The reason for checking the filesystem before rolling forward is that, roll-forward being relatively untested, I wanted to check that the older checkpoint was consistent before checking the newer (remember that the newer checkpoint's consistency can't be taken for granted). If the older checkpoint was not consistent, it should be fixed before rolling forward. If it was consistent (either checked or, in the case of fsck -p, assumed) but roll-forward between the two checkpoints failed, the older one was a valid state of the filesystem; if it succeeded, the newer checkpoint was a valid state of the filesystem. Rolling forward past the newer checkpoint requires resizing inodes etc. and only makes sense in the context of a consistent file system.
So, I have no doubt that rewriting fsck_lfs from scratch and/or cleaning it up make perfect sense, but there is some reasoning in the madness too. In particular, I don't agree that fsck_lfs should be limited to recreating the ifile; it needs to be able to recover as much as possible in the event of bad blocks as well.
The in-kernel roll forward is disabled because it is broken. It worked briefly before LFSv2, but I never got back to fixing it after it broke. I think Dr. Seltzer must be thinking of another OS, since 4.4lite2 did not contain any roll forward code at all. It's also worth asking whether the user should have control over when and whether roll-forward occurs, which is straightforward with a userland fsck but more difficult if it is in-kernel.
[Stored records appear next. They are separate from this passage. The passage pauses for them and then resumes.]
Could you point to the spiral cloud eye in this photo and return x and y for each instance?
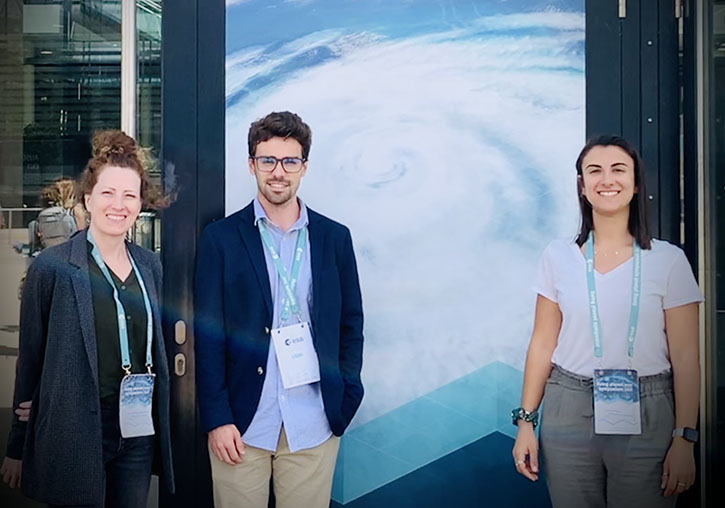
(450, 155)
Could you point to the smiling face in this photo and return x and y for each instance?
(278, 187)
(115, 201)
(607, 180)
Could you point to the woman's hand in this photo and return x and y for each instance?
(678, 470)
(23, 410)
(12, 471)
(526, 451)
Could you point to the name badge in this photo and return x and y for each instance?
(134, 407)
(296, 355)
(616, 402)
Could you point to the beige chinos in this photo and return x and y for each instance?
(302, 479)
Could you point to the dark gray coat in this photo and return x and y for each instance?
(61, 445)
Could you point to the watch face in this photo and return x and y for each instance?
(690, 434)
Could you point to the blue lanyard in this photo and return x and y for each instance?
(121, 312)
(289, 283)
(594, 306)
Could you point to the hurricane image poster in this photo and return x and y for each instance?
(444, 135)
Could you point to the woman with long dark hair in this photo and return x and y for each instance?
(614, 351)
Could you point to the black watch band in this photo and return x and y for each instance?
(688, 433)
(528, 416)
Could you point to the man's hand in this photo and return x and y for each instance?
(23, 410)
(226, 444)
(12, 470)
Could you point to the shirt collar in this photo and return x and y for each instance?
(260, 214)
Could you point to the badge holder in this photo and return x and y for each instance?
(616, 402)
(296, 355)
(135, 402)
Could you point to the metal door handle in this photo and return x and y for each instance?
(180, 364)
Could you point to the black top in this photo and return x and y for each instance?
(110, 372)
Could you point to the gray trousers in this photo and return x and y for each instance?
(587, 470)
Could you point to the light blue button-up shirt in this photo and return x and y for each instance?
(299, 409)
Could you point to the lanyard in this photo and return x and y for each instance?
(288, 282)
(594, 306)
(121, 312)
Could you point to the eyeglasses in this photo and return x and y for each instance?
(268, 163)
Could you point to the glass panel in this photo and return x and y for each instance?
(148, 26)
(59, 81)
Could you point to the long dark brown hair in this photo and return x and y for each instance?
(638, 216)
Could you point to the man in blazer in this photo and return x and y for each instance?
(274, 395)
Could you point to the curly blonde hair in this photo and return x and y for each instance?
(114, 147)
Take care, -Konrad On 07/12/2014 10:52 AM, David Holland wrote:
A long time ago (in <Pine.NEB.4.64.1002090351150.23795%mail.netbsd.org@localhost>) you wrote: > I do disable fsck_lfs. It usually causes more problems than it > solves. It needs a complete overhaul. It tries to act like > fsck_ffs instead of validating segment checksums and regenerating > the ifile. A quick look at fsck_lfs with this in mind suggests that it's full of bull, yes. For some reason it tries to check the fs *before* rolling forward; it seems unlikely that this would ever work properly. However, as far as I can readily tell the obvious problems are limited to doing a full fsck, and all that the reboot time fsck -p does is roll forward. Given that the kernel roll forward code is disabled by default (does anyone know why? Margo Seltzer says it shouldn't be), disabling boot-time fsck seems like a bad idea. Unless the roll-forward code is broken, in which case it should be fixed. I don't see any PRs on it though. Anyhow, in the absence of any specific information, unless testing turns up some issues, I'm inclined to revert the commit I just made and re-enable fsck_lfs -p.